随着全球城市化进程的加速,建设用地需求日益增加,城市生态空间不断遭受侵占,城市生态系统的服务功能被严重削弱,导致城市热岛、水文循环中断、大气污染等诸多环境问题[7~9]。其中,由城市热岛效应引发的城市热环境问题严重制约人类健康与城市的可持续发展。随着遥感技术的发展,众多学者利用遥感热红外数据对城市热岛变化以及成因机制进行大量的研究,得出在城市各种下垫面中,具有较大热惯性和热容量的园林、绿地、湿地等生态用地被人工不透水面(水泥、沥青)所取代,改变了城市内部的能量平衡,在同等的太阳辐射下,其温度增长幅度远高于其他自然地表,导致城市热岛效应迅速加强[10]。因此,如何最大程度发挥城市内部遗存生态空间的降温效应,对城市热岛效应的缓解具有十分重要的意义。

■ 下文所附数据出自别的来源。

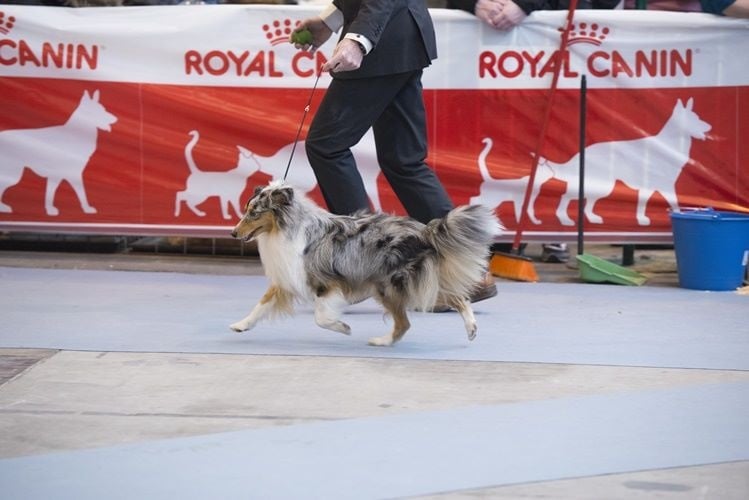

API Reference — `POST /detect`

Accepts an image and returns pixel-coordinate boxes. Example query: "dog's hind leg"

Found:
[230,285,293,332]
[229,198,244,219]
[634,188,655,226]
[220,198,232,220]
[556,191,576,226]
[368,297,410,347]
[314,289,351,335]
[44,178,62,216]
[449,296,478,341]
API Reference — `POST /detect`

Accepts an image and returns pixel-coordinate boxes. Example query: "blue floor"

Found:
[0,267,747,370]
[1,266,748,499]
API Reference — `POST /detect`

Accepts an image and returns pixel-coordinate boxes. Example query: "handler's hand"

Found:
[290,18,333,53]
[322,38,363,73]
[490,1,527,30]
[474,0,504,26]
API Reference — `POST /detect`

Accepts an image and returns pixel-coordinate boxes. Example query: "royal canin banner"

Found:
[0,6,747,242]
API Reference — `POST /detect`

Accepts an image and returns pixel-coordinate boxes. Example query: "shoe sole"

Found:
[428,283,499,312]
[470,283,498,303]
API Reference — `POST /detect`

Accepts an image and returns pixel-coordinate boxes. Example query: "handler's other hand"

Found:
[322,39,363,73]
[475,0,504,27]
[490,1,527,30]
[290,18,333,53]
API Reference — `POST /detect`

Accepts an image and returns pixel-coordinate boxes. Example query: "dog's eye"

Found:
[247,206,265,218]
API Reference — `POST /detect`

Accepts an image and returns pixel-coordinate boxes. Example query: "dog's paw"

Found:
[229,322,249,332]
[368,335,393,347]
[467,322,477,341]
[315,319,351,336]
[333,321,352,336]
[588,213,605,224]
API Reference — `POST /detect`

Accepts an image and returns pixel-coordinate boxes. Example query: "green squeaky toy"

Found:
[291,29,313,45]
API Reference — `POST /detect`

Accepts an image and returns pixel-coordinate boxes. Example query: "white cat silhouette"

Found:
[470,137,553,226]
[0,90,117,216]
[539,98,711,226]
[175,130,259,220]
[237,128,383,212]
[176,129,383,219]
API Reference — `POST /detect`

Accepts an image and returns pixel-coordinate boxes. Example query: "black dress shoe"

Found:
[469,276,498,303]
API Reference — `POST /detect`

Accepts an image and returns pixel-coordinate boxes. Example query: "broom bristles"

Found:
[490,252,539,282]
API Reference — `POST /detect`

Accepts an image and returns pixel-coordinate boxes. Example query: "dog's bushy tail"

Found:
[424,205,502,303]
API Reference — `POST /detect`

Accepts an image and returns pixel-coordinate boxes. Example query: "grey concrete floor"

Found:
[0,245,747,499]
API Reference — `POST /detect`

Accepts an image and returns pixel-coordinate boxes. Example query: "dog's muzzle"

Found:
[231,228,256,242]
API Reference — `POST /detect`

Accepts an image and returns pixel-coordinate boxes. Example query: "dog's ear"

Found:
[243,186,264,210]
[270,186,294,207]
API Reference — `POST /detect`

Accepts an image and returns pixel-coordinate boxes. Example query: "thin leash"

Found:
[283,68,323,181]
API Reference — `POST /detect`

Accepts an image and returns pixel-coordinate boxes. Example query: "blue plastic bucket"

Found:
[670,208,749,291]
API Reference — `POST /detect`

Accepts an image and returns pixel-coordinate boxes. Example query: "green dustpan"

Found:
[572,76,647,288]
[577,254,648,286]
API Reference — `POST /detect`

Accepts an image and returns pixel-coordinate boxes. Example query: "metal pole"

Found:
[577,74,587,256]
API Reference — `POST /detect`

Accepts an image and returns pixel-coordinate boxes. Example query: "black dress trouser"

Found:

在前人的研究中,城市生态用地中的绿地、水体和湿地均证明具有降温增湿作用,能够有效调节城市局地小气候,形成城市中的“冷岛”[11~13]。在中国的城市化进程中,城市的生态空间一直处于被掠夺开发的状态,如何最大程度的发挥城市生态空间的降温效应是目前面临的主要问题之一。此外,目前从局地效应角度研究城市生态空间对热环境影响还比较缺乏,影响城市生态空间降温效应的因素还未明了。因此,本文在前人的研究基础上,利用Landsat8-TIRS卫星数据反演广州市地表温度(LST),选取广州市中心城区内的生态空间作为研究对象,结合3S技术与景观格局指数方法,定量刻画城市核心区内部生态空间的降温强度,尤其针对生态空间的空间结构特征及其周围环境配置对生态空间降温效应的影响进行深入的研究,以期为获取更大的城市热环境改善效益,促进城市的可持续发展提供有益的建议。
二、研究区概况与数据来源
(一)研究区概况
广州市(112°57′ —114°3′ E, 22°26′ —23°56′ N)位于广东省的中南部,是广东省的省会以及政治、经济与文化中心,也是珠三角大都市区的核心城市,有中国“南大门”之称。广州市地处亚热带季风气候,年平均降水量1700mm,年平均气温22℃,地势上东北向西南倾斜,东北部为中低山地,南部为平坦的冲积平原,全市面积约7434.40km2。自上世纪改革开放以来,广州经历了快速城市化和城市扩张,其高密度的建成区、高强度的经济活动导致严重的热岛效应。因此,本文选择广州市的中心城区(荔湾区、越秀区、天河区、海珠区、白云区、黄埔区)作为研究对象(图1),面积大约为1166.37km2。该地区面临最为严重的城市热岛效应,在该地区探讨城市生态空间的降温效应具有一定的代表性和意义。
(二)数据处理
1.数据来源。随着遥感技术的发展,各种对地观测卫星源源不断地提供不同空间分辨率、时间分辨率和光谱分辨率的遥感影像。本研究运用多种遥感数据源对广州市生态空间和地表温度进行识别和反演。其中,多源遥感数据主要来自:①空间分辨率为2m的高分一号卫星,该卫星搭载着了2台2m分辨率全色和8m分辨率多光谱相机,可以很好地识别地表各种生态用地类型;②利用无云或少云,图像质量良好的Landsat8-TRIS卫星数据(行列号:122-44,时相为2015年10月18日上午10:52分)对地表温度进行反演;③空间分辨率优于1m的无人机数据作为辅助数据,对提取的生态用地进行精度验证,以保障所提取生态空间的准确性。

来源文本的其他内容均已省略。